Technologie et immatériel, pas sans conséquences pour la planète

Antoine Oury - 24.03.2013

Lecture numérique - Usages - technologies de l'information - communication - impact écologique


Tout comme les nouvelles technologies, l'enjeu écologique fait désormais partie de notre quotidien, même s'il est encore loin d'être appliqué à la lettre. Les technologies de l'information et de la communication (TIC), notamment, restent à distance de l'environnement, aussi bien du côté des fabricants et des entreprises multinationales que de l'usager. Pourtant, des solutions simples existent.

 


Cédric Gossart (à gauche), Philippe Balin, deux des auteurs d'Impacts écologiques des Technologies de l'Information et de la Communication (Groupe EcoInfo)

 

 

La conscience collective veut que le futur et les nouvelles technologies apparaissent toujours sous le vernis de la propreté et de l'aseptisation : et pourtant, le secteur est l'un des plus destructeurs en matière d'environnement.
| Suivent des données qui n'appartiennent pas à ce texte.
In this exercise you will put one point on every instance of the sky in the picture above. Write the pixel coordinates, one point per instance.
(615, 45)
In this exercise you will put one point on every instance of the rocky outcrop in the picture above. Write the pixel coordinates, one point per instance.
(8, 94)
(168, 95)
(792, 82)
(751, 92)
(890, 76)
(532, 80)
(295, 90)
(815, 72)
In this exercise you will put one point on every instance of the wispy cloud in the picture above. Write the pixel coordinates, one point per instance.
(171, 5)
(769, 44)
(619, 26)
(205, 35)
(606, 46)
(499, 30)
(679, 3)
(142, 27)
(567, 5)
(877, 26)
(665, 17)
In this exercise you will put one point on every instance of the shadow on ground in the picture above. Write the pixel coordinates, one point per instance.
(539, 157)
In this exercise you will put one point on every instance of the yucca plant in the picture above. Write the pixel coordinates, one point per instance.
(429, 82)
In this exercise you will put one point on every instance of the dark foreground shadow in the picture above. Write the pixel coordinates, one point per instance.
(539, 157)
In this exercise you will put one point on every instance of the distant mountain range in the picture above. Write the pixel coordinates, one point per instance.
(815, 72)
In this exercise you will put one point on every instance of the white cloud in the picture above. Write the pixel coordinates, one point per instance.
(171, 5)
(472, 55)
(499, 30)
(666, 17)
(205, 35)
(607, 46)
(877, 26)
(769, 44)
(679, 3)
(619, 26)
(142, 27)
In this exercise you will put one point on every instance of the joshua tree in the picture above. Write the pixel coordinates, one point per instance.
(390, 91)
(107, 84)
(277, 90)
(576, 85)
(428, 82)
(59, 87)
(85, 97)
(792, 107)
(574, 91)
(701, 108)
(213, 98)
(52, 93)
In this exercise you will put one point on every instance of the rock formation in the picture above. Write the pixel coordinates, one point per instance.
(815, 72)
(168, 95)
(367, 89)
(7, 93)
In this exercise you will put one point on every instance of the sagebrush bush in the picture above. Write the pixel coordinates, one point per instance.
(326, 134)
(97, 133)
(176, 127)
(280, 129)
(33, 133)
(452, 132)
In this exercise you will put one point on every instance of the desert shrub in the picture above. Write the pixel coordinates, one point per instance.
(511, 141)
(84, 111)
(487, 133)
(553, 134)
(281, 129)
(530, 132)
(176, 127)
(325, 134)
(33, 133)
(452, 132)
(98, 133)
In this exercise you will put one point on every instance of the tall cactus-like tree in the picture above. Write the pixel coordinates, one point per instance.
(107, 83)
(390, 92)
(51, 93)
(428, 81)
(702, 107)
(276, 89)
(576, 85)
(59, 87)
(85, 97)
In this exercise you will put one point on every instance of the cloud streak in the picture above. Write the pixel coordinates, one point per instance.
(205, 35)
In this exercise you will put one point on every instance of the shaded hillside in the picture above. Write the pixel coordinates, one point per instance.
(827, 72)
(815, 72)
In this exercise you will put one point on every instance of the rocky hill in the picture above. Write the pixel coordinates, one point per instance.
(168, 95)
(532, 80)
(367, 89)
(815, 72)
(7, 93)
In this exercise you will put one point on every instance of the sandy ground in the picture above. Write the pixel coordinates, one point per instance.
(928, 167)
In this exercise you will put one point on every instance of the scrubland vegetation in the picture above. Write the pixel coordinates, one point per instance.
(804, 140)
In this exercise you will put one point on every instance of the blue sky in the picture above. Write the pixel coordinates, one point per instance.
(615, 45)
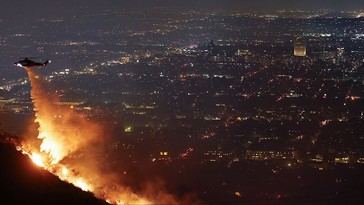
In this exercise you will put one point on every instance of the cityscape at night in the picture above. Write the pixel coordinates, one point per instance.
(199, 105)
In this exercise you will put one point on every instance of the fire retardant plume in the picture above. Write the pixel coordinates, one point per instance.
(67, 146)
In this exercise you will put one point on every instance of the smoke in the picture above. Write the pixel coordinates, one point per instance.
(71, 147)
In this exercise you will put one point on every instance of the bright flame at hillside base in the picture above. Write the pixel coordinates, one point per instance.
(65, 138)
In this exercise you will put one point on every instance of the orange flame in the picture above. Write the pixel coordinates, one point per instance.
(62, 133)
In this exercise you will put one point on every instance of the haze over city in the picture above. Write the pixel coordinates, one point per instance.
(182, 102)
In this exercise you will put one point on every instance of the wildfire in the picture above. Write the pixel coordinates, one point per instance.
(37, 159)
(62, 133)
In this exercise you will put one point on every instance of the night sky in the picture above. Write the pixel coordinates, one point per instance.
(44, 6)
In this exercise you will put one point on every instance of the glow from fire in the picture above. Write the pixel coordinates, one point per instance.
(37, 159)
(65, 137)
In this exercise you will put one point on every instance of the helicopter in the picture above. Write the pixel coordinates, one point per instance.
(27, 62)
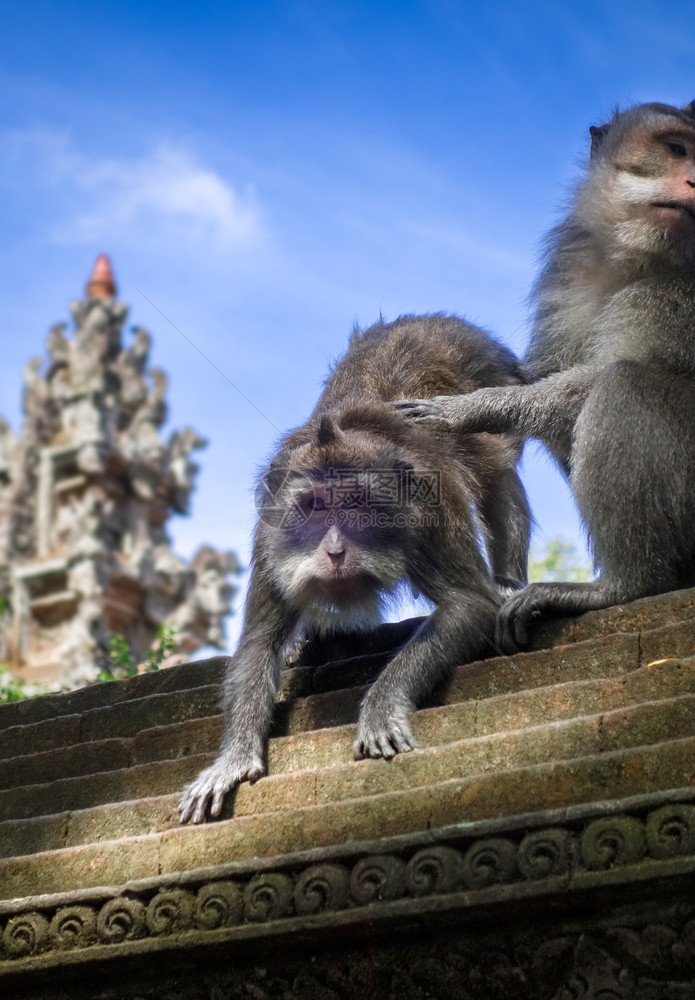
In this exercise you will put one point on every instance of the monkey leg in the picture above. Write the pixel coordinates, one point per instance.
(458, 631)
(505, 512)
(633, 473)
(250, 686)
(634, 476)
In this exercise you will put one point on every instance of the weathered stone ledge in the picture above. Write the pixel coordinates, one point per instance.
(464, 867)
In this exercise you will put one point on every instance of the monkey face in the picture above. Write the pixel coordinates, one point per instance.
(340, 551)
(641, 191)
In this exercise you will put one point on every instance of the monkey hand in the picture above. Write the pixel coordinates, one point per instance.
(438, 409)
(383, 729)
(483, 410)
(231, 767)
(515, 615)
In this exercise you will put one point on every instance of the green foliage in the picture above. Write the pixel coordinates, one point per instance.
(12, 689)
(557, 560)
(120, 662)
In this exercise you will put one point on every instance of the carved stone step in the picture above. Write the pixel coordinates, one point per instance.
(655, 722)
(474, 714)
(551, 785)
(645, 614)
(125, 716)
(309, 699)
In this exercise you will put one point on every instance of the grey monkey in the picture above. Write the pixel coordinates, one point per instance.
(611, 363)
(359, 501)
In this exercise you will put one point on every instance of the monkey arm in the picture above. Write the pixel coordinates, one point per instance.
(250, 686)
(458, 631)
(546, 409)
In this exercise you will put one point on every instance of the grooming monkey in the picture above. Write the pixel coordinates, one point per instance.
(612, 362)
(359, 501)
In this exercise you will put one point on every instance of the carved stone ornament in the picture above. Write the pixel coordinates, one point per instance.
(636, 946)
(85, 493)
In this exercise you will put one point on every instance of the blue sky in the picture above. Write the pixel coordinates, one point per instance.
(266, 174)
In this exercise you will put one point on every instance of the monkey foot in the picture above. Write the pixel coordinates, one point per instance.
(385, 741)
(212, 784)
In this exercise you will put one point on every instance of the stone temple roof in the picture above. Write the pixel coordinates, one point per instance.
(540, 843)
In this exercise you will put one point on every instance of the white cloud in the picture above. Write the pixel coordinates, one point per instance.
(165, 195)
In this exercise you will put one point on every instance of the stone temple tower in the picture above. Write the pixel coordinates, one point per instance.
(85, 493)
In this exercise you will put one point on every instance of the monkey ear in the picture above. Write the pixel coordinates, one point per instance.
(328, 431)
(598, 134)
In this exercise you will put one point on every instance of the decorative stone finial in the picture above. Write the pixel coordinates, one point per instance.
(101, 284)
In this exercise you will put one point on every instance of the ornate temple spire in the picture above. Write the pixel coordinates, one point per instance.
(101, 284)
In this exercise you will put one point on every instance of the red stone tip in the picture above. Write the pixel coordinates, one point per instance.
(101, 284)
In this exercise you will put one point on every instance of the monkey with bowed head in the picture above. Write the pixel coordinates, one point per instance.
(358, 502)
(611, 364)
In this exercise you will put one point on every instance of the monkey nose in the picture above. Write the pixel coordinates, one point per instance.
(335, 546)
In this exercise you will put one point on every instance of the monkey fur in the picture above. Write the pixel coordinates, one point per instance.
(611, 367)
(359, 501)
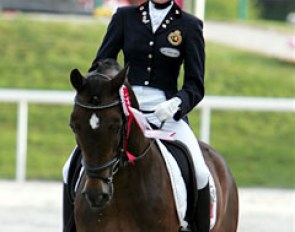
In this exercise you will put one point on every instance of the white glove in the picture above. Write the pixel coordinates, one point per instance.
(167, 109)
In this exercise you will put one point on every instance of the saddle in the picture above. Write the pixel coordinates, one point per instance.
(183, 158)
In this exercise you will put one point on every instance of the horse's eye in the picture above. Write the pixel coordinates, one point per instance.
(114, 128)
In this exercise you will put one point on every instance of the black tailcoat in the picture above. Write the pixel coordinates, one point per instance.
(155, 58)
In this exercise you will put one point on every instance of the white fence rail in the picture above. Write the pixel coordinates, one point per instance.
(24, 97)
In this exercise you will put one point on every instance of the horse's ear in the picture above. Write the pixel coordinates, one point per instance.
(119, 79)
(77, 80)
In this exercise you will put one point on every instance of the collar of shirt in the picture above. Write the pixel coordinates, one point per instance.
(157, 15)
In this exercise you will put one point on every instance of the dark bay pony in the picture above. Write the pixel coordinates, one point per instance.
(113, 196)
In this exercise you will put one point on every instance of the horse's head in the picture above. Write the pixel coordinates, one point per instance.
(97, 121)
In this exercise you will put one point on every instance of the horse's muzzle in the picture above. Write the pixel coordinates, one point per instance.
(96, 198)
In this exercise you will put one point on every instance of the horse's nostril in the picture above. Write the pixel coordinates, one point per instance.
(105, 197)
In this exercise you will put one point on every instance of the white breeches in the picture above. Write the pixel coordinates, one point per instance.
(148, 98)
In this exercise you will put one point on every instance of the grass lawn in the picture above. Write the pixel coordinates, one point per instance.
(259, 146)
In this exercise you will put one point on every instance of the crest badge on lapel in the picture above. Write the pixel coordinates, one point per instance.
(175, 38)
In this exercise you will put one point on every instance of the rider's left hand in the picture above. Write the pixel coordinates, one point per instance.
(166, 110)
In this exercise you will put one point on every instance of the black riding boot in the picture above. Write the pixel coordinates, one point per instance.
(202, 213)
Sur trois plans, à distinguer dans le cycle de vie des appareils : fabrication, consommation et recyclage.

 

Le premier plan s'avère le plus évident, et probablement celui dont les utilisateurs ont le plus conscience : les appareils électroniques sont extrêmement gourmands en ressources, qu'il s'agisse d'eau (32 litres sont utilisés pour la fabrication d'une puce microscopique) ou de métaux (jusqu'à 60 types différents peuvent être utilisés pour un smartphone, y compris or et argent).

 

Ce besoin impérieux en ressources naturelles, combinés à un taux de fabrication très rapide, a évidemment des effets dévastateurs sur l'environnement. « Et implique des bouleversements géopolitiques : 80 % des terres rares [catégorie spécifique de métaux, NdR] sont produites en Chine, ce qui créé une dépendance semblable à celle du pétrole », prévient Cédric Gossart.

 

Vient ensuite le stade de la consommation : « Pas mal d'études de fabricants expliquent que l'usage d'appareils électroniques peut réduire la consommation énergétique, mais elles n'ont de valeur que si le profil utilisateur cité en exemple est clairement défini » commence Philippe Balin. « Un seul article d'un journal lu sur tablette sera plus écologique que la version papier, mais un journal lu par 50 personnes dans un bar le sera bien plus. »

 

Des implications bien réelles

 

Par ailleurs, il faut réaliser que toute action sur le Web, malgré son aspect immatériel, a un impact écologique : « Par exemple, écrire l'adresse directe d'un site dans la barre du navigateur est plus écologique que d'effectuer une recherche Google pour le trouver : dans le premier cas, un seul serveur est sollicité, dans le second, il y en a deux » expliquent les auteurs. Et puisque la réutilisation de l'énergie dégagée par les serveurs n'est pas encore optimale, mieux vaut opter pour la solution la plus directe.

 

Supprimer les téléchargements superflus, ou les envois inutiles de mails sont autant de pratiques qui ne sont pas systématiques : avec le temps, mais aussi un peu de pédagogie, elles pourront peut-être devenir des réflexes.

 

Reste encore à recycler les équipements, de moins en moins durables : à ce titre, il faut savoir que l'article L541-10-2 du Code de l'environnement impose aux vendeurs d'équipement électrique ou électronique la reprise de l'ancien matériel dans le cadre d'un achat :

A compter du 1er janvier 2006, toute personne qui fabrique, importe ou introduit sur le marché national à titre professionnel des équipements électriques et électroniques ménagers relevant des catégories mentionnées à l'annexe I A et à l'annexe I B de la directive 2002/96/ CE du Parlement européen et du Conseil, du 27 janvier 2003, relative aux déchets d'équipements électriques et électroniques est tenue de pourvoir ou contribuer à la collecte, à l'enlèvement et au traitement des déchets d'équipements électriques et électroniques ménagers indépendamment de leur date de mise sur le marché.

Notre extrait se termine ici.